A fuller treatment of this story was published on mongabay.com here.
A Filipino marine stands guard at the village of Guiuan in the aftermath of Super Typhoon Haiyan. Photo by Mass Communication Specialist Seaman Liam Kennedy courtesy of the U.S. Navy.
By Justin Catanoso
The UN climate summit is entering its final 48 hours of negotiations, and U.S. Secretary of State John Kerry, in a packed press conference, today (Dec. 9, 2015) promised an unprecedented agreement. Some 186 countries will agree, to some voluntary extent, to reduce their carbon emissions in order to hold global warming from pre-industrial times to below an increase of 2 degree C by 2100.
“We can accomplish so much more in the next few days, the next few hours,” Kerry said. “The decisions are tough, the debates are complex. But we all know the situation. We won’t leave Paris without a agreement And we all know what a effective agreement that looks like. It needs to be as ambitious as possible.”
To that end, a steady drumbeat of momentum has built in negotiations this week toward a more aggressive global warming target. A new catch-phrase has emerged in one press briefing after another: “1.5 to stay alive.”
“1.5 degrees is vital to stay alive,” said Samantha Smith with WWF International in a briefing Tuesday. “That should be the long-term goal.”
A group of 20 countries which call themselves the Climate Vulnerable Forum — think Seycelles, Maldives, the Marshall islands — are making the most noise for language in the text to hold global warming to a 1.5 degree C rise instead of 2 degrees C. The forum is chaired by the president of the Philippines, which has been hit by three of the strongest typhoons in its history in the past three years.
The web site tcktcktck.org spells out the difference in a mere half-degree Celcius:
“You want to solve the problem,” said John Knox, the UN’s special Rappateaur on the issue of human rights obligations relating to the enjoyment of a safe, clean, healthy and sustainable environment. “Expressing 1.5 degrees as the target will have the effect of doing what’s necessary to solve the problem. Warming of 2 degrees just isn’t going to be enough to prevent massive climate change disruption over the next 50-80 years.”

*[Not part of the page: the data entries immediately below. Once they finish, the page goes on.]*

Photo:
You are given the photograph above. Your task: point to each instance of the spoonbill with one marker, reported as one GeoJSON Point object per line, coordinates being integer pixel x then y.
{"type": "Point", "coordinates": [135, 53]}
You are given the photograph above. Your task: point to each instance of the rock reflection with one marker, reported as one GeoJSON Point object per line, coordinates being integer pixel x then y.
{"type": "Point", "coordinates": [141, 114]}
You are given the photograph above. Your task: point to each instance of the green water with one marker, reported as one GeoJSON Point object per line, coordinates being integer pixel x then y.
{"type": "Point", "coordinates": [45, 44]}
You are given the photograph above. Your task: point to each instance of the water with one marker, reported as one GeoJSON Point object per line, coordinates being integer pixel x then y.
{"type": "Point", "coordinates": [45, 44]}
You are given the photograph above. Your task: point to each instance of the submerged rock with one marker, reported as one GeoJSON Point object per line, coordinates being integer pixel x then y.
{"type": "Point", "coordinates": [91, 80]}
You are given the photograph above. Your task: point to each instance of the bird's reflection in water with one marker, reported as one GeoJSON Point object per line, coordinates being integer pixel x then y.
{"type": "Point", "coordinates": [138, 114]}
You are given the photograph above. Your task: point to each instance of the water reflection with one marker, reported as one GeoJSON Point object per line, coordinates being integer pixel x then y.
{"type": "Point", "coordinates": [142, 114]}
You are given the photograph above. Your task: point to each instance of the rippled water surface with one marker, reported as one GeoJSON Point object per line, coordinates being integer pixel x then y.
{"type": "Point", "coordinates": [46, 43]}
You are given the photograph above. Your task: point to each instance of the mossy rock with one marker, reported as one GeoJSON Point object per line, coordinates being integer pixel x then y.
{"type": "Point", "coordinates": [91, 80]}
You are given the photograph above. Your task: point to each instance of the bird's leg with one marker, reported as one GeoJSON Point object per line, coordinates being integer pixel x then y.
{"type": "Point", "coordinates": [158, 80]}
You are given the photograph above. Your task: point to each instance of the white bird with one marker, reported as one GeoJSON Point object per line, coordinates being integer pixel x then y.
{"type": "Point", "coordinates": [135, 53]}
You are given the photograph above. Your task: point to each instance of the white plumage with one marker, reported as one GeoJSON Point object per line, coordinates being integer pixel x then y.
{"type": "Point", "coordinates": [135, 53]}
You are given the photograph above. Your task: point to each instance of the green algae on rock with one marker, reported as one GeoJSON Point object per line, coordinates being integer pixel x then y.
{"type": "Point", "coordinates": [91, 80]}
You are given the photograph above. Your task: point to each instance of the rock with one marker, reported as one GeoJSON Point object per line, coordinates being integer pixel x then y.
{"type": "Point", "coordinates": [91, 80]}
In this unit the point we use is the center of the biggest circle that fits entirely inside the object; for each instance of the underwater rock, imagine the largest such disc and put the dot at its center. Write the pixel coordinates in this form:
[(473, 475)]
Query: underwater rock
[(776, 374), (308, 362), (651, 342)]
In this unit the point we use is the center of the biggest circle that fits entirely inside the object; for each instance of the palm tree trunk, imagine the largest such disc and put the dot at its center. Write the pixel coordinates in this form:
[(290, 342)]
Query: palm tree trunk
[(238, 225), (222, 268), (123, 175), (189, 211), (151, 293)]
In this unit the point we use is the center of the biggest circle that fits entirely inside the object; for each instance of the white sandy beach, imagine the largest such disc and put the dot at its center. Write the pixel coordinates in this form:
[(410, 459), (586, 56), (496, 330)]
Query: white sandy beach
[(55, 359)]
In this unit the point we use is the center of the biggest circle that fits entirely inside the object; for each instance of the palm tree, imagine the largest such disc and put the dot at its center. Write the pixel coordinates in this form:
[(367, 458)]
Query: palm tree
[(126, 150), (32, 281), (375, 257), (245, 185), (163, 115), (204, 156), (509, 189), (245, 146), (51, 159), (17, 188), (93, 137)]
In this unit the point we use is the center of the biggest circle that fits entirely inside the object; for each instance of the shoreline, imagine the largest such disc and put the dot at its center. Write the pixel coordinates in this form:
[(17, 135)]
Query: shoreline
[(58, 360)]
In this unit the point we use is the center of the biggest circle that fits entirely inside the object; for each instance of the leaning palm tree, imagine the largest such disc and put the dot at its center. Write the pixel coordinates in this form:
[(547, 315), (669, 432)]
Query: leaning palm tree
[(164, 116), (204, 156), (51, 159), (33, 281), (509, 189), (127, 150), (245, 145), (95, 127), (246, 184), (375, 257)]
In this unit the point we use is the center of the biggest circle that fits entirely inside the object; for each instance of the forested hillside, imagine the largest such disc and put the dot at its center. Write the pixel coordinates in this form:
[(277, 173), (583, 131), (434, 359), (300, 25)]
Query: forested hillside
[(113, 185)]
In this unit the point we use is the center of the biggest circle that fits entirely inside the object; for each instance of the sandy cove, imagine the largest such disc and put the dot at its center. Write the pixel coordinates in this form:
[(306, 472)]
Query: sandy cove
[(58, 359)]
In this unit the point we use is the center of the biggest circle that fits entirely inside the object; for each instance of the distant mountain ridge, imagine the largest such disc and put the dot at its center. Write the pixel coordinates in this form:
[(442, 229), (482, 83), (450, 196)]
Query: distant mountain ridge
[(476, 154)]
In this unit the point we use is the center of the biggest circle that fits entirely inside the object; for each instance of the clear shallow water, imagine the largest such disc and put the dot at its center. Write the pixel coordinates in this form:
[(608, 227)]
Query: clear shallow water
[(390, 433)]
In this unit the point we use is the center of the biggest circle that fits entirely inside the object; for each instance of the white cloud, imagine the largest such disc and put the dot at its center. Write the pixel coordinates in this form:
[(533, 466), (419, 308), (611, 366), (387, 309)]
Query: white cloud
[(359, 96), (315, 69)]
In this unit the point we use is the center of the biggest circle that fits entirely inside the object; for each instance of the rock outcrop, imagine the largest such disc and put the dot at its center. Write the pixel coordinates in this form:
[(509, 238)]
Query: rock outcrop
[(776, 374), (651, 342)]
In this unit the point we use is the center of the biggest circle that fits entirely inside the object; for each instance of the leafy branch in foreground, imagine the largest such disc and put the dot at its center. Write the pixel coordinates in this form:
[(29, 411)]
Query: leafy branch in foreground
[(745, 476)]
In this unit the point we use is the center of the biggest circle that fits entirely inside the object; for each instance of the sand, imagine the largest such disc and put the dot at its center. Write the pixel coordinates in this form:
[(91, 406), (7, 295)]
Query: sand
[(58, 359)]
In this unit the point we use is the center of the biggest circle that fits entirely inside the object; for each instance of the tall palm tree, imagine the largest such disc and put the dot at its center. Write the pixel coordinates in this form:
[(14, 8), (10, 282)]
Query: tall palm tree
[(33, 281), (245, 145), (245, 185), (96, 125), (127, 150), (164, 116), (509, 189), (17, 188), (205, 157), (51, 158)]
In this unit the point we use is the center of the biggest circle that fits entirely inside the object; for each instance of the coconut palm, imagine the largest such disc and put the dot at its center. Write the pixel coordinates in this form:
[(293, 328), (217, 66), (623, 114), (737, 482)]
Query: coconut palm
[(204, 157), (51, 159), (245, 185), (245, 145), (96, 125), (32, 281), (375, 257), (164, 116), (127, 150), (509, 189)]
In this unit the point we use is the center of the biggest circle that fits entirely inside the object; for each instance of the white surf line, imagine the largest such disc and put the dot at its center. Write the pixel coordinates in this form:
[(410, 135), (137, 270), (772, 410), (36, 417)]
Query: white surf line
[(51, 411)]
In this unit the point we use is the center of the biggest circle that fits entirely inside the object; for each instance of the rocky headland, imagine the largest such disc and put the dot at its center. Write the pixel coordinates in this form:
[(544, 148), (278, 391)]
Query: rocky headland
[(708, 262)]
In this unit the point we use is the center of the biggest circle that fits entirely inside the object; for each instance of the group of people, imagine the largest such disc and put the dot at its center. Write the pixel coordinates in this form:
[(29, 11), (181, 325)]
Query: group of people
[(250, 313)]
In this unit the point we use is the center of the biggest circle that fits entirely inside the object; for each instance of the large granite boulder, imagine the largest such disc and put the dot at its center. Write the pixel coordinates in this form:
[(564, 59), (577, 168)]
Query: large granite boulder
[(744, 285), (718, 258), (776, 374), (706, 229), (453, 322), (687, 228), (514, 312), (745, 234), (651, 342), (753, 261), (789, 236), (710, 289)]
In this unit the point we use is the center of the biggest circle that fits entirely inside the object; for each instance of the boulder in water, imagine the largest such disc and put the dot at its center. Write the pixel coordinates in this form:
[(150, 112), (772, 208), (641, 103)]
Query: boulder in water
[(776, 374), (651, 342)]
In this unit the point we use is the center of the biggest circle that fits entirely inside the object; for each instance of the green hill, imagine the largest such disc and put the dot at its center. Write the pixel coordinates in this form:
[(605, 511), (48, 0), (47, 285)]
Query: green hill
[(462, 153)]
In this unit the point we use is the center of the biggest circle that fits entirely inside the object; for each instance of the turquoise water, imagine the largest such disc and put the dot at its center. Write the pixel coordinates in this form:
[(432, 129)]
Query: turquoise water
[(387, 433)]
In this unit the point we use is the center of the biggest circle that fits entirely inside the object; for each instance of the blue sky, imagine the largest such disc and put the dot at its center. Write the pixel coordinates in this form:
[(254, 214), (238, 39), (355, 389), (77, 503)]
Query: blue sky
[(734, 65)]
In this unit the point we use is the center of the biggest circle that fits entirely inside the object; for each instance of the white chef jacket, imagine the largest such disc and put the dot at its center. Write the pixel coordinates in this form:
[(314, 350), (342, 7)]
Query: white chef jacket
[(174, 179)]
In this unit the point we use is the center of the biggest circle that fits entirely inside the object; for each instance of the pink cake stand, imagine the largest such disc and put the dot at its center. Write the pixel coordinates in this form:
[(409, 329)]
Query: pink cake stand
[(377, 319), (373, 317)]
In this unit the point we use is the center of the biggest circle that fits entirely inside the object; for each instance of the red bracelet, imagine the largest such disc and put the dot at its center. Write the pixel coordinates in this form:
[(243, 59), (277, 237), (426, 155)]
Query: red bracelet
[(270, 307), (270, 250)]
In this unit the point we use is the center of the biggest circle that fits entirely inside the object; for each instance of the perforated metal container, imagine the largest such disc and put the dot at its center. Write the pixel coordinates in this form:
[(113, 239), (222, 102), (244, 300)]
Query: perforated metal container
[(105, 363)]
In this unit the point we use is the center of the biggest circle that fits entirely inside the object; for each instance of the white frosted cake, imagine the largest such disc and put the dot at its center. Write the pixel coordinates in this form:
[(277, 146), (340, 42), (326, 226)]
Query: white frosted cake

Already the language in the final text appears to be fluid. Where it used to say “2 degree C,” there are now options such as “below 2 degrees C” or “far below 2 degrees C” or “between 1.5 and 2 degrees C.” Few will predict where the language will land.
There’s just one problem, said Alden Meyer of the Union of Concerned Scientists. If the world could somehow magically stop burning fossil fuels tomorrow, the damage baked into the climate already is leading global warming to at least another 1.3-degree rise by 2100. Since that’s not going to happen, a target of 1.5 degree C may simply be unrealistic, Meyer said.